Triton Digital employs techniques based on identifiers, activity and patterns based on data in the log files in an attempt to identify and filter (exclude) invalid activity, including but not limited to known and suspected non-human activity and suspected invalid human activity. However, user identification and intent cannot always be known or discerned by the publisher, advertiser, or their respective agents, it is unlikely that all invalid activity can be identified and excluded from report results. Details on our techniques are described below.

Invalid or Corrupted Log Data

Sessions or listener tracking pings that do not conform to the required format result in invalid or corrupt data being excluded from reported metrics.  Publishers are provided documentation on the required listener tracking ping and third-party CDN session formats.  It is the publishers’ responsibility to implement these techniques as required for proper data collection.

One Minute Rule

Due to the nature of streaming activity, and the general behavior of robotic/spider related traffic, Triton Digital uses a process whereby streaming sessions with a duration of less than one minute are considered invalid and are removed from all measurement collected data. This rule reduces noise from extremely short sessions, robotic activities, and initial connectivity issues.

This rule applies to both data collection methods. When log files are provided by the CDN, sessions with a duration of less than one minute are not inserted in the database table used by Webcast Metric. When data collection is performed through the listener tracking method, a session is considered active upon the first ping event, which occurs after 60 seconds.

Sessions less than 60 seconds in duration are excluded from both gross and net reported metrics.

Robot Instruction File

Triton Digital uses the Robot Instruction File (robots.txt) in the root directory of the listener tracking and Triton Digital’s Streaming servers.

Specific Identification of Non-Human Activity

Triton Digital uses the IAB/ABCe International Spiders and Bots List provided Spiders and Bots List* in order to exclude site-traffic associated with robotic activity from the collected data. For example, this filtering process allows us to exclude HTTP requests from search engines spiders (Google, Bing, Yahoo, etc.). This list is maintained by the Interactive Advertising Bureau (IAB) and updated monthly.

Additional lists are utilized and updated by Triton Digital to exclude invalid or include known-valid user agents, if those agents are not timely reflected within the IAB/ABCe Internal Spiders & Robots List.

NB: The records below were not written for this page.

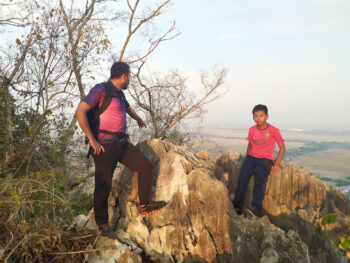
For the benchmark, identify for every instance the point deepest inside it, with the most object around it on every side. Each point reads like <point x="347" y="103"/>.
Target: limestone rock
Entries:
<point x="199" y="223"/>
<point x="203" y="155"/>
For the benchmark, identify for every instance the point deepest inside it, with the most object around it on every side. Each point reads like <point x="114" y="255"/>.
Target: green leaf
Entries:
<point x="345" y="243"/>
<point x="327" y="219"/>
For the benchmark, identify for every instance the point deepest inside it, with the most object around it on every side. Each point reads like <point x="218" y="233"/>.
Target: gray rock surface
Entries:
<point x="199" y="223"/>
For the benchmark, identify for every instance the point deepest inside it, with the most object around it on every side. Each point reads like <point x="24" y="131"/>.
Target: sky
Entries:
<point x="292" y="56"/>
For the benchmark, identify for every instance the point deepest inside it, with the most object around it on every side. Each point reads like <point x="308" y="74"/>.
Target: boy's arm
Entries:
<point x="248" y="148"/>
<point x="277" y="162"/>
<point x="136" y="117"/>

* For more information, refer to: https://www.iab.com/guidelines/iab-abc-international-spiders-bots-list/

Data Center Exclusion

Triton Digital uses the TAG Data Center IP address list in order to exclude industry identified non-human data center traffic. For example, it filters data from Amazon Data Center stream monitoring systems. This list is maintained by the Trustworthy Accountability Group (TAG) and updated monthly.

Activity-based Filtration

Triton Digital employs multiple levels of activity-based detection procedures to exclude data anomalies generated by invalid traffic. Existing invalid traffic detection techniques and data trends are assessed for potential enhancements to our suite of activity-based detection procedures.  

Invalid traffic generated by improper implementations by publishers or potential sources of invalid traffic are discussed with the publisher in effort to remediate the underlying issue and reduce the overall levels of invalid traffic.  

Internally Generated Traffic

Based on IP address, Triton Digital removes internally generated stream session data from measurement collected data. Triton Digital’s staff uses a virtual private network (VPN) which is a computer network that uses the Internet to provide office users with secure access for internal traffic. This VPN IP address is blocked from collection/reporting functions or excluded as invalid traffic. This rule applies to both data collection methods and is performed at the database level. Triton Digital also removes internal traffic generated by participating stations/publishers based on a list of publisher-provided IP address.

Inactivity Rule

Triton institutes a specific “inactivity rule”, by which the session duration is excluded from contributing additional time spent listening in reported metrics after a pre-determine threshold. Sessions with a duration greater than twenty-four hours are truncated at the twenty-four-hour in accordance with Triton Digital’s inactivity rule. The time accumulated prior to this threshold is considered potentially valid for the session. The session is assessed against Triton Digitals suite of invalid traffic detection procedures, in addition to this inactivity rule.

Additional inactivity rules may have been applied by the publisher to continue the digital streaming and measurement of a session once the user confirms continued listening.